Spanish hotel group’s legal claim is tied to sale of exotic financial products One of Spain’s biggest hotel groups is suing Deutsche Bank for €500m in damages over the alleged mis-selling of risky foreign exchange derivatives that it says left it with crippling losses.
The claim, which was filed last month to the High Court in London, is the latest escalation in a scandal involving accusations that Deutsche sold exotic financial products to small and medium-sized companies in Spain, pushing some into financial distress.
Some alleged victims are companies that are part of the Ibiza-based Palladium Hotel Group, Spain’s seventh-largest hotel chain, which claims that Deutsche took advantage of its naivety to sell it derivatives it did not understand.
Deutsche told the Financial Times it would defend itself “vigorously” against Palladium’s claim, which it said was “without foundation”.
The German lender also stressed that the lawsuit from Palladium was an isolated one and considered it to be different to those it had settled in the past. “We see no reason to expect any further individual claims of anything like this size,” it said.
The wider allegations have led to the departure of two senior Deutsche bankers and out-of-court settlements, including a €10m payout to Europe’s largest wine exporter, J García Carrión.
Deutsche is conducting its own internal probe into the allegations, codenamed “Teal”. The bank says only “a limited number of clients” are directly affected but it is investigating whether others might have been subject to similar issues. The FT has reported that between 50 and 100 companies could be involved.

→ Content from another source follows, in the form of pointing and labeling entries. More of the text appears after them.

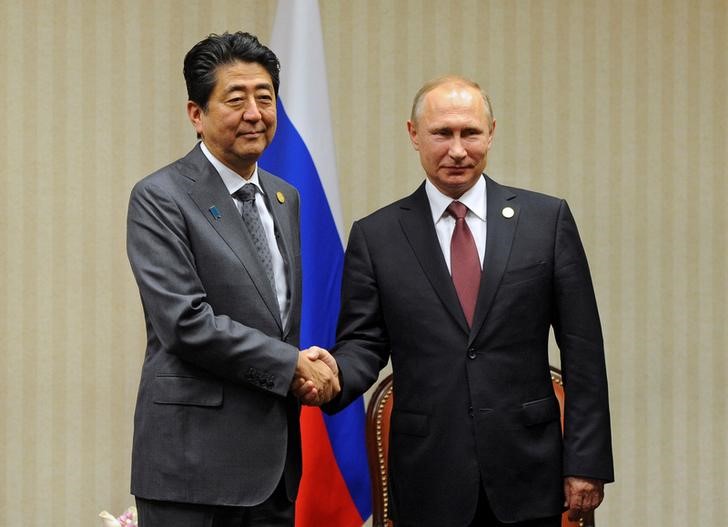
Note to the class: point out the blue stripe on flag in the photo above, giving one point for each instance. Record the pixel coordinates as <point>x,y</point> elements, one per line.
<point>322,259</point>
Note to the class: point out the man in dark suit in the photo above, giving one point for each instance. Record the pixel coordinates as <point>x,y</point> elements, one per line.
<point>459,284</point>
<point>214,245</point>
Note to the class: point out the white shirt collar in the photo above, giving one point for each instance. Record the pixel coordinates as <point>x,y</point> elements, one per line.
<point>233,181</point>
<point>474,199</point>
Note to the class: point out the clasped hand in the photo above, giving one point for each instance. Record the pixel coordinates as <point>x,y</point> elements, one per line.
<point>582,495</point>
<point>317,377</point>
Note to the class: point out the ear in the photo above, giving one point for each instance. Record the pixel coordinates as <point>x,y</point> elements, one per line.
<point>412,129</point>
<point>492,134</point>
<point>194,112</point>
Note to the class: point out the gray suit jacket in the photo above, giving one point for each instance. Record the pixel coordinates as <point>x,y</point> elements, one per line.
<point>214,421</point>
<point>476,405</point>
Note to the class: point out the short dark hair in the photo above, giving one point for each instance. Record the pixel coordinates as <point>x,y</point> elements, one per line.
<point>202,61</point>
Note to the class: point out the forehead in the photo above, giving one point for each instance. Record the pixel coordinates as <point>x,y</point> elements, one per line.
<point>454,100</point>
<point>242,75</point>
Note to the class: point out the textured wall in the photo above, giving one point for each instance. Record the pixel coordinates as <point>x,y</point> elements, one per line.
<point>618,106</point>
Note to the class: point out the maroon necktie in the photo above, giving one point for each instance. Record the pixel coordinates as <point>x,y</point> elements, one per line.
<point>464,261</point>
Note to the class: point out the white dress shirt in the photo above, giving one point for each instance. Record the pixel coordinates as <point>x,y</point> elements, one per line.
<point>475,200</point>
<point>234,182</point>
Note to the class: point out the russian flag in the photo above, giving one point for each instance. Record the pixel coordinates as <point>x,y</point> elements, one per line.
<point>335,488</point>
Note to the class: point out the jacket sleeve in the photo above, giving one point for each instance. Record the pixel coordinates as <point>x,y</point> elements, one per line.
<point>577,329</point>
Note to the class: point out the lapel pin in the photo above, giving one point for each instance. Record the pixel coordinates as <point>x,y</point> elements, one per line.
<point>215,213</point>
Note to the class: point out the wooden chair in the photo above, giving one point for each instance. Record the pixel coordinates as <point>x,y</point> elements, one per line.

Palladium — which operates 50 hotels in Europe and the Americas, including the Ushuaïa Ibiza Beach Hotel and Hard Rock Ibiza — says the complex derivatives it bought from Deutsche were touted as safe hedges against foreign exchange fluctuations, as well as changes in interest rates.
However, the family-owned group alleges it resulted in fees and losses “so large that [it] had to take out substantial loans” to cover them.

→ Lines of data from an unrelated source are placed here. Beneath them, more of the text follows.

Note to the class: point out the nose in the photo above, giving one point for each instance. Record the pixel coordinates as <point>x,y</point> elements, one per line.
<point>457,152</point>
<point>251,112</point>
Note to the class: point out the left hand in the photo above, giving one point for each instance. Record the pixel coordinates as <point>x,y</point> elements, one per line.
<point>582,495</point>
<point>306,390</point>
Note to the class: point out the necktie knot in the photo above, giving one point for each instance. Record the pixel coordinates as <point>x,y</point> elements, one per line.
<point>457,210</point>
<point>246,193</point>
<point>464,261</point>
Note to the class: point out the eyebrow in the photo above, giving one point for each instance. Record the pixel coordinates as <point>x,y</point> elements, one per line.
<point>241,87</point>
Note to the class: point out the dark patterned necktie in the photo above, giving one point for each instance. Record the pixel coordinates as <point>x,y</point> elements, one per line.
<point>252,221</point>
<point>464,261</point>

By 2019 Palladium had entered into 259 derivatives transactions. At their peak in 2017, they involved an outstanding notional amount — the total amount that the contracts reference — of €5.6bn, a sum that eclipsed the balance sheet of the hotel group, according to the lawsuit.
That compares with Palladium’s consolidated sales of about €700m a year and its annual earnings before interest, taxes, depreciation and amortisation of more than €150m.
According to the lawsuit,
the deals were put together for Palladium by Antonio Matutes Juan, the brother of the company’s founder, Abel Matutes Juan, a former European commissioner and Spanish foreign minister, who remains chair of the hotel group. Although the multinational is one of the larger and more sophisticated companies in dispute with Deutsche, Palladium’s US lawyers, Quinn Emanuel, argue that the company lacked both the expertise as well as the tools to understand how risky the derivatives were, and that the bank was fully aware of the knowledge gap.
They argue that the lender exploited a “close personal relationship” that Antonio Matutes Juan developed with Amedeo Ferri-Ricchi, Deutsche’s then head of foreign exchange in Europe.
The lawsuit says Ferri-Ricchi courted Antonio Matutes Juan in Ibiza in October 2012, soon after Palladium suffered losses on foreign exchange transactions with other banks. The trader allegedly touted a foreign exchange derivatives strategy dubbed “DB Haven Liability Cheapener” as designed “to be safe”.
Antonio Matutes Juan, the lawsuit says, “placed trust and confidence” in Ferri-Ricchi’s judgment, buying derivatives that were “in practice impossible for a corporate client” to understand.
When the bets soured, Deutsche suggested restructuring the transactions in ways that incurred more fees and resulted in even deeper losses, the lawsuit states, accusing the lender of misrepresenting the downside risks.
The litigation is ongoing. Ferri-Ricchi, who is not a defendant in the case and not involved in the legal proceedings, left the German lender in 2019, a year before the Teal probe started. He denies the allegations made against him in the claim.
In a statement, Deutsche described Palladium as a “sophisticated investor with extensive experience of using derivatives”.
It added that the group “traded and settled these products with Deutsche Bank over a number of years without complaint. The transactions were carried out with the full knowledge and authorisation of the company, and
Palladium well understood both the potential benefits and risks involved.” Palladium declined to comment.